Well everything really.
Put yourself in the shoes of the team, of Japanese executives from Nissan who went to the UK to find a name for their new luxury salon.
The brief was it had to be a name that English society could easily identify with would inspire thoughts of a country manor and the very best of English aristocracy.
All hail the Nissan Cedric. If they had sent the workshop cleaner he would not have return with such an idiotic choice, they might as well have called it the Nissan twat. When they did the model upgrade it could have become the complete twat.
It is always important to make sure the name translates well. Pajero sounds rough and tough to make a great name for a rugged SUV just such a pity about the Spanish translation.
Why did Toyota in the 80’s have such a fascination with car names starting with the letter C, we had the Corolla, Crown, Cressida, Corona, and there must be more. Surely there must have been a good reason? Perhaps in the 90’s they were going to move to the letter D and thought better of it. Marketing were too busy dreaming up Hi-Lux and Hi-Ace.
The Italians have always been great with names, Maserati Quattroporte even sounds fast, especially if you say it after 3 wines with your best fake Italian accent. Spider, there is a great name for a hot wee sports car.
Bambina, the name says it all, well done Fiat.
The name Alpha Romeo even sounds naughty and fast, it does not conjurer images of rusty unreliable cars.

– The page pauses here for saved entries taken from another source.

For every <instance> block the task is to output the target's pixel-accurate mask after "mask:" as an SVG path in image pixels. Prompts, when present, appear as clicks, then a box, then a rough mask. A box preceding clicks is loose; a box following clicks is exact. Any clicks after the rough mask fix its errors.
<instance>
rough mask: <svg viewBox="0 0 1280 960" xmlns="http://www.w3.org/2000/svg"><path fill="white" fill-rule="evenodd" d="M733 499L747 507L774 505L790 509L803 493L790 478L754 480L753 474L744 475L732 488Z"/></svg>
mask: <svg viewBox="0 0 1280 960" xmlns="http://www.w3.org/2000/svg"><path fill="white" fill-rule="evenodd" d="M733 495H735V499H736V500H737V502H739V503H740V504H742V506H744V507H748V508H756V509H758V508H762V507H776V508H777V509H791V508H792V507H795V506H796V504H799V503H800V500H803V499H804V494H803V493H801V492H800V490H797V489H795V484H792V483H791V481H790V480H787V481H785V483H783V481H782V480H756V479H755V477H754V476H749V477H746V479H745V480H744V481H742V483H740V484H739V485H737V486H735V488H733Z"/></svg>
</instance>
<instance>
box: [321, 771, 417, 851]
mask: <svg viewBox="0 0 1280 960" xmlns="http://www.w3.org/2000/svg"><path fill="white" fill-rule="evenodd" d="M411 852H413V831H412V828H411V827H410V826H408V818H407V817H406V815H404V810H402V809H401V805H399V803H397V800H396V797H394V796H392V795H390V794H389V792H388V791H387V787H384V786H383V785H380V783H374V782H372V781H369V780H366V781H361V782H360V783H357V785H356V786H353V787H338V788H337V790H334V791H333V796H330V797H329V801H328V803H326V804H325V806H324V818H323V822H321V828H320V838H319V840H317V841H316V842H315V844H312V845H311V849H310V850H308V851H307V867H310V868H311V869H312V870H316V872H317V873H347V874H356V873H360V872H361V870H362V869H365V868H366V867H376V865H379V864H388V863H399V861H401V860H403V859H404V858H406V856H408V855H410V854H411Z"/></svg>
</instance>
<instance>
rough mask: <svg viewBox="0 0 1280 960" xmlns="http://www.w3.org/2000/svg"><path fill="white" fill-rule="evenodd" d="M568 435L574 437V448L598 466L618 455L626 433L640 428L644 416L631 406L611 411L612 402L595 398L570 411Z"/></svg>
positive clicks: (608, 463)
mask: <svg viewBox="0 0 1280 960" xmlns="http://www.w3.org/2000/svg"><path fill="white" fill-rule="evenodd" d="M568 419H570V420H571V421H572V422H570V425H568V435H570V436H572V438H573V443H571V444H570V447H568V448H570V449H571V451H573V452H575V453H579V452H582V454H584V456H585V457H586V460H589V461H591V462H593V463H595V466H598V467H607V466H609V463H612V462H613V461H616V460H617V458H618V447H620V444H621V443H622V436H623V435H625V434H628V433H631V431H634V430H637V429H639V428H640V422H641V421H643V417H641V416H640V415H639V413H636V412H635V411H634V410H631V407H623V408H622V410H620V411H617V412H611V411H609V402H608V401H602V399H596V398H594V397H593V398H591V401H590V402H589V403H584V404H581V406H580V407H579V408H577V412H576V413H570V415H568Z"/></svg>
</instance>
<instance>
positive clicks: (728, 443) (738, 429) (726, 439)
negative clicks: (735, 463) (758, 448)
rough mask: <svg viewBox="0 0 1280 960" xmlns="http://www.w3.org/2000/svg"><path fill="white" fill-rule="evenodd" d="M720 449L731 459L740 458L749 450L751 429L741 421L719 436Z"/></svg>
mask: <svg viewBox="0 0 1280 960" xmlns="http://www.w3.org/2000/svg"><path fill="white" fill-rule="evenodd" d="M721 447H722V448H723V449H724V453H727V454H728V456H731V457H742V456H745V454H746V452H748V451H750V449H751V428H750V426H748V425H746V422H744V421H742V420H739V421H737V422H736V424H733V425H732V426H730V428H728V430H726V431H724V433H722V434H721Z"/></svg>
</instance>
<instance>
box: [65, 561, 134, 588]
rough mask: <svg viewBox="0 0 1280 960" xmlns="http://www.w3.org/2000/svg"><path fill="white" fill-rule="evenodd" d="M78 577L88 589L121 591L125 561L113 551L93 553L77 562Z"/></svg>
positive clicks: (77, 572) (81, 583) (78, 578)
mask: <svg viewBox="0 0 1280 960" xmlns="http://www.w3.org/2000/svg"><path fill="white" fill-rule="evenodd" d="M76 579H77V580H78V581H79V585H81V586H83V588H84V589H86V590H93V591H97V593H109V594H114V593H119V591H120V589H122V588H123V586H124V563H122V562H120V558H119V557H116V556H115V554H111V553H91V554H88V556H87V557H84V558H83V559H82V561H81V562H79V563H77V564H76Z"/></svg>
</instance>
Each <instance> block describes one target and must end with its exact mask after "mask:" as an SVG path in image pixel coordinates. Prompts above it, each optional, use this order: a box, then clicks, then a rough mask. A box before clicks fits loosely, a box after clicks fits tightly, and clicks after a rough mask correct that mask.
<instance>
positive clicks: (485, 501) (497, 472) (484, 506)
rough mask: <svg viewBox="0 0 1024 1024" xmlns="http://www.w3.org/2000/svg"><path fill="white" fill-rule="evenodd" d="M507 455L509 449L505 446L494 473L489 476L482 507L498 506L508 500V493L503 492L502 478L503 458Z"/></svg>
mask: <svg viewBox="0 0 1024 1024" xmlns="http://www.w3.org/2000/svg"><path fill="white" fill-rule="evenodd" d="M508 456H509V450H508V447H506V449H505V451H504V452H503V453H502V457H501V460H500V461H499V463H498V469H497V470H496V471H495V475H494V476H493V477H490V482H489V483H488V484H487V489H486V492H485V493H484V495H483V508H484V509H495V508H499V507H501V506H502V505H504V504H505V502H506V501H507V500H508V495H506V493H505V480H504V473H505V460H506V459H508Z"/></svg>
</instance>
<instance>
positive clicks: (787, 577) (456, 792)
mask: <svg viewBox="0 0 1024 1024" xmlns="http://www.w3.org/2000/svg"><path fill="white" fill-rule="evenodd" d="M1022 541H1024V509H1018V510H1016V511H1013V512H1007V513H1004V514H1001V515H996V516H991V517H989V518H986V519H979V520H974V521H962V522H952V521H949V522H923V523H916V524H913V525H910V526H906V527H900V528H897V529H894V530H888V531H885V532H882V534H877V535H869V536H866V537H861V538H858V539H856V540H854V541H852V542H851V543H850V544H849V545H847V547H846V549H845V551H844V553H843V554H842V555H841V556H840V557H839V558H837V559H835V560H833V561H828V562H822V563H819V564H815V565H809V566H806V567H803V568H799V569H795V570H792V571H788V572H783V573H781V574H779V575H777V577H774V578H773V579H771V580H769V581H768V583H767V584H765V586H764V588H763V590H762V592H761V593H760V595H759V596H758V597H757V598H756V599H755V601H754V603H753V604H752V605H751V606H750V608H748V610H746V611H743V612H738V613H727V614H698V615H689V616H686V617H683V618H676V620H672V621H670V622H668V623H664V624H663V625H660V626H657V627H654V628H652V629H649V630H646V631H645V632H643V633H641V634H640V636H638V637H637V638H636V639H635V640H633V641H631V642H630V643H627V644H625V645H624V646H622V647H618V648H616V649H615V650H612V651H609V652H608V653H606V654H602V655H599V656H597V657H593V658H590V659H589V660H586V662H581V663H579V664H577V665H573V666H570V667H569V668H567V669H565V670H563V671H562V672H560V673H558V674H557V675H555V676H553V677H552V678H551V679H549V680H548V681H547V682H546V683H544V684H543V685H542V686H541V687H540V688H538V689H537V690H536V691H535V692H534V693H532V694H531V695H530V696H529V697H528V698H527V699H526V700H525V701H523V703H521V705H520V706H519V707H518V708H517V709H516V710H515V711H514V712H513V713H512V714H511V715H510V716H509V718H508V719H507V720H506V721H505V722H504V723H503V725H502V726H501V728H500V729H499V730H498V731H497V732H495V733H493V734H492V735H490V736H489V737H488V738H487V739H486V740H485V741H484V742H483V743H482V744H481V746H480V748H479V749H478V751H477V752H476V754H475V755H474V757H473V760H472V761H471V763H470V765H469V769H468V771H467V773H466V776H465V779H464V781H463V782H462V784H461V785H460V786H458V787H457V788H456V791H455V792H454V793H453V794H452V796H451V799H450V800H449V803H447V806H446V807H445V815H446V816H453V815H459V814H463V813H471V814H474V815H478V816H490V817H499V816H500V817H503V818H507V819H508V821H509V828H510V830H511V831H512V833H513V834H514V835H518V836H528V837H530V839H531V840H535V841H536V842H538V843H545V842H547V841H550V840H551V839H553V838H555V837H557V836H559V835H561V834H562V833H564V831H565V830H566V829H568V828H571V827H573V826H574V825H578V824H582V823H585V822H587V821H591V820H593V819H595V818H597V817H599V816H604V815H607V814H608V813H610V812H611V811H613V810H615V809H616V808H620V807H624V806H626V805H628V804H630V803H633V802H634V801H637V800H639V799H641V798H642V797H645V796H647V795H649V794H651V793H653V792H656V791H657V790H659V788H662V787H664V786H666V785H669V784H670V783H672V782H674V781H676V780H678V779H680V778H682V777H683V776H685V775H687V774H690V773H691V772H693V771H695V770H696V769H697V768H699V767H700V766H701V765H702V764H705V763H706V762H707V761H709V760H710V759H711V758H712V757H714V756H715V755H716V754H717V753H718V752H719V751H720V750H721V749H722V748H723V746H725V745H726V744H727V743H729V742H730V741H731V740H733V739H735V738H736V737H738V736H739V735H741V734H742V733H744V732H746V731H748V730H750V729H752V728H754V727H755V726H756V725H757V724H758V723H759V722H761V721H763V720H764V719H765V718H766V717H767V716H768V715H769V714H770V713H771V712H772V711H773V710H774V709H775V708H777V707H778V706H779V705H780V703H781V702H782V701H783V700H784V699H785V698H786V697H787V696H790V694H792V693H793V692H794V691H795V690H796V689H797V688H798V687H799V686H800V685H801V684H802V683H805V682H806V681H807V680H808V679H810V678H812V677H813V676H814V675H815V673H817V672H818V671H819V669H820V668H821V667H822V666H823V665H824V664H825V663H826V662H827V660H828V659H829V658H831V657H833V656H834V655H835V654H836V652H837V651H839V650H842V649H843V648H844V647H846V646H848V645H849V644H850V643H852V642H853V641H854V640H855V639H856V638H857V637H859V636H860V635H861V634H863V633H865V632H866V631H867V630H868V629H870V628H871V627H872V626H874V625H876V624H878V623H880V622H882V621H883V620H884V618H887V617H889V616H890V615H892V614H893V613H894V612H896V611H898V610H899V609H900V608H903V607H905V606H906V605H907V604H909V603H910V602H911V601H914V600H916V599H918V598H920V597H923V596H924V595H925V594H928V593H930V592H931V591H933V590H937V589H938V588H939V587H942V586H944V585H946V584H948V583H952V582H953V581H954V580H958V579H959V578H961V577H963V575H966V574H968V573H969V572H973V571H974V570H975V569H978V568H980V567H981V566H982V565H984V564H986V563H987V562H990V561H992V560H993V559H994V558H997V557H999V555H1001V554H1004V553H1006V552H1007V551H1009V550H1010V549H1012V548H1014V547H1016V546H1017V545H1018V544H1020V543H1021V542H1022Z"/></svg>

Ford, what were you thinking when you called a car targeted at middle aged women (you might say it isn’t, but it is) a cougar, OK so you spell it differently but who wants to be picked up from school by a Cougar. Actually you have a point there, most teenage boys. So I take it all back Ford, perhaps you are all geniuses, doubt it somehow.
So much of this explains why the Germans who are renown for their efficiency and engineering skill rather than their sense of humour rely on numbers.
You just cant go wrong with numbers.